DeepResearch Agent with LangGraph, using any LLM models, search engine, RAG retrieval.
A LangGraph-powered research agent that performs comprehensive web research through dynamic query generation, iterative refinement, and citation-supported responses using any LLM model, search engine, or RAG retrieval.
# Node.js
npm install deepsearcher # or yarn add deepsearcher
- 🧠 Deep Research Agent based on LangGraph
- 🔍 Dynamic search query generation using any LLM model
- 🌐 Integrated web research through web search engines or RAG retrieval
- 🤔 Reflective reasoning, identifying knowledge gaps and optimizing searches
- 📄 Generate cited answers based on collected sources
import { DeepResearch, type SearcherFunction } from 'deepsearcher';
// Search engine adapter
const searcher: SearcherFunction = ({ query, id }) => {
// You need to provide a searcher function
// which can be a web search engine or a RAG retrieval function
}
const instance = new DeepResearch({
searcher,
// OpenAI-Like API (Optional)
options: {
apiKey: 'YOUR_OPENAI_OR_LLM_API_KEY',
baseURL: 'https://api.openai.com/v1',
},
});
// langgraph compile
const agent = await instance.compile();
// debug (optional)
agent.debug = true;
// use the stream() method.
const chunks = await agent.stream(
{
messages: [{
role: 'user',
content: 'How to use LangGraph to build intelligent agents?'
}],
},
{
streamMode: 'updates',
// runtime configuration
configurable: {
maxResearchLoops: 3, // default 3.
numberOfInitialQueries: 3, // default 3.
// Required model parameters (can use same model)
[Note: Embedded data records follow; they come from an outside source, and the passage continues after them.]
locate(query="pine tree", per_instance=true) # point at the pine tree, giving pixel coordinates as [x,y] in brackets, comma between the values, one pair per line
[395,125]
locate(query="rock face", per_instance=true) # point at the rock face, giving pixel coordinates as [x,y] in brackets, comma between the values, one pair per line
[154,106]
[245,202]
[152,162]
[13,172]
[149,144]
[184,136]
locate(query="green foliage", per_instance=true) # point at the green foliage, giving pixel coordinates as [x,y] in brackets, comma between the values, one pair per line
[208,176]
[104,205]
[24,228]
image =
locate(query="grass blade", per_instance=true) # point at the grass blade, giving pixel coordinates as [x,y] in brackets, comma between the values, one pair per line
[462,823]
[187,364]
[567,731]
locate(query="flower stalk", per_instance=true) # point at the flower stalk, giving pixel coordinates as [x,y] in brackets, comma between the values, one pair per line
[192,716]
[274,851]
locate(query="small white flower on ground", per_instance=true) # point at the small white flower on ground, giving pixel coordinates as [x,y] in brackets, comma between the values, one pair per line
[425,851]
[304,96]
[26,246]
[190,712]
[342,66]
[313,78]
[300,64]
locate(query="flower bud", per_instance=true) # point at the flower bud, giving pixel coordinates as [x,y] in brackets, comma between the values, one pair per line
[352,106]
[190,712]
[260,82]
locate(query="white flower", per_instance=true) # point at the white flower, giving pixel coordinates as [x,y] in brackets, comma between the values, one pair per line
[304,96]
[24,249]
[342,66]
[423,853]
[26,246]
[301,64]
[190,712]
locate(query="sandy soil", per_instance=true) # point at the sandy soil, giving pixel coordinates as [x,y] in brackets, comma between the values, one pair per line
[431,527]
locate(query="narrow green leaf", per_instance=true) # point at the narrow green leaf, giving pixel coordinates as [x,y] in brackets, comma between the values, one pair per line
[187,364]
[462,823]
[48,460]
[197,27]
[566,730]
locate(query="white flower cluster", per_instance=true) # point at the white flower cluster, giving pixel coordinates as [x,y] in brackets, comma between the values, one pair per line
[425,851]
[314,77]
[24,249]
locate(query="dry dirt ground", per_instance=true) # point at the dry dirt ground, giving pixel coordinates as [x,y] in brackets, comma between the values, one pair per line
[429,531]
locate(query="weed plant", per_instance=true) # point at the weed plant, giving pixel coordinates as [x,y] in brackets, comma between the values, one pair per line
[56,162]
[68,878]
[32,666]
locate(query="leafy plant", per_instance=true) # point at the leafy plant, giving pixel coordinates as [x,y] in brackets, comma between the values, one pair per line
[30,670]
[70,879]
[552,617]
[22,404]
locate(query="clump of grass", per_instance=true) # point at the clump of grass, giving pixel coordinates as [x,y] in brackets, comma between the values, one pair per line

queryGeneratorModel: 'Qwen/Qwen3-32B',
reflectionModel: 'Qwen/Qwen3-32B',
answerModel: 'Qwen/Qwen3-32B',
},
}
);
for await (const chunk of chunks) {
console.log('chunk', chunk);
}
// use the streamEvents() method.
const eventStream = agent.streamEvents(
{
messages: [{
role: 'user',
content: 'How to use LangGraph to build intelligent agents?'
}],
},
{
version: 'v2',
configurable: {
maxResearchLoops: 2,
numberOfInitialQueries: 2,
queryGeneratorModel: 'Qwen/Qwen3-32B',
reflectionModel: 'Qwen/Qwen3-32B',
answerModel: 'Qwen/Qwen3-32B',
},
}
);
for await (const { event, tags, data } of eventStream) {
// Stream outputs from the 'FinalizeAnswer' node
if (
event === EventStreamEnum.ChatModelStream &&
tags?.includes(NodeEnum.FinalizeAnswer)
) {
console.log(data.chunk.content);
}
}
Below are the definitions of nodes and commonly used event names:
export enum NodeEnum {
GenerateQuery = 'generate_query',
Research = 'research',
Reflection = 'reflection',
FinalizeAnswer = 'finalize_answer',
}
export enum EventStreamEnum {
ChatModelStart = 'on_chat_model_start',
ChatModelStream = 'on_chat_model_stream',
ChatModelEnd = 'on_chat_model_end',
}
For detailed usage documentation, please refer to: streaming-from-final-node
- Generate Initial Queries: Based on your input, it generates a set of initial search queries using an LLM model.
- Research: For each query, it uses the LLM model with the Search API (SearcherFunction) to find relevant knowledge.
- Reflection & Knowledge Gap Analysis: The agent analyzes the search results to determine if the information is sufficient or if there are knowledge gaps. It uses an LLM model for this reflection process.
- Iterative Refinement: If gaps are found or the information is insufficient, it generates follow-up queries and repeats the research and reflection steps (up to a configured maximum number of loops).
- Finalize Answer: Once the research is deemed sufficient, the agent synthesizes the gathered information into a coherent answer, including citations from the sources, using an LLM model.
This project is licensed under the Apache License 2.0. See the LICENSE file for details.